Evaluation criteria. - Same input family produces the same counts across Go, Java, and Python. - Decide (a) and count (c) stay fast and flat as n grows; enumerate (d) blows up. - The count from (c) matches F(n+1) mod p; the enumeration size matches F(n+1) for small n. - Report includes timings and a note that counting is polynomial while enumerating is exponential.

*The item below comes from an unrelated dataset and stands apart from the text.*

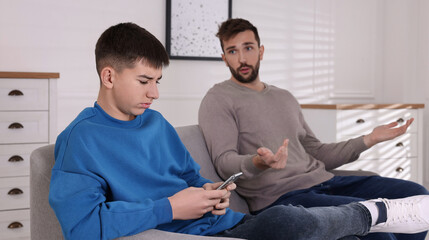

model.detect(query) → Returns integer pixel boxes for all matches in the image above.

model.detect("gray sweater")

General Guidance for All Tasks

  • Always validate against the brute-force oracle first. Every decide/count/enumerate task above ships with (or references) a slow naive recursion. Run it on small n, diff, and only then trust the DP/Trie version.
  • Get dp[0] = true (and count[0] = 1) right. The most common beginner bug is forgetting the empty-prefix base case, which makes every answer false / zero.
  • Use half-open ranges [j, i). Off-by-one in the substring range is the second most common bug. s[j:i] (Python/Go), s.substring(j, i) (Java).
  • Convert the dictionary to a hash set (or Trie) once. Never scan a list inside the loops.
  • Cap the look-back at maxWordLen. No longer chunk can be a word; this gives O(n·L).
  • Take counts mod a prime. Segmentation counts grow exponentially; use big integers / CRT only when the exact value is required.
  • Guard Word Break II. Count first (polynomial), prune dead branches, and stream or refuse above a threshold — the output can be exponential.
  • Mind encoding. For real text, match the character unit (bytes vs runes vs code points) between s and the dictionary.

Each task must be implemented and tested in Go, Java, and Python, with identical outputs across all three on the same inputs.


Suggested Order and Difficulty Map

Task Topic Difficulty Builds on
1 Hash-set membership Beginner
2 Word Break I Beginner 1
3 Count segmentations Beginner 2
4 Reconstruct one split Beginner 2
5 Single-char words Beginner 2
6 Trie-accelerated WB-I Intermediate 2
7 Word Break II + pruning Intermediate 2, 4
8 Fewest words Intermediate 2
9 Scored splitter Intermediate 4, 8
10 Wildcard Word Break Intermediate 2, 6
11 Aho-Corasick WB Advanced 6
12 Exact count + CRT Advanced 3
13 Streaming first K Advanced 7
14 Viterbi segmentation Advanced 9
15 Classify the variant Advanced all

Work top to bottom: each task reuses the dp skeleton or dictionary structure of an earlier one. By Task 15 you should be able to look at a problem statement and immediately name the right variant, the right dictionary structure, and the right complexity — the goal of the whole topic.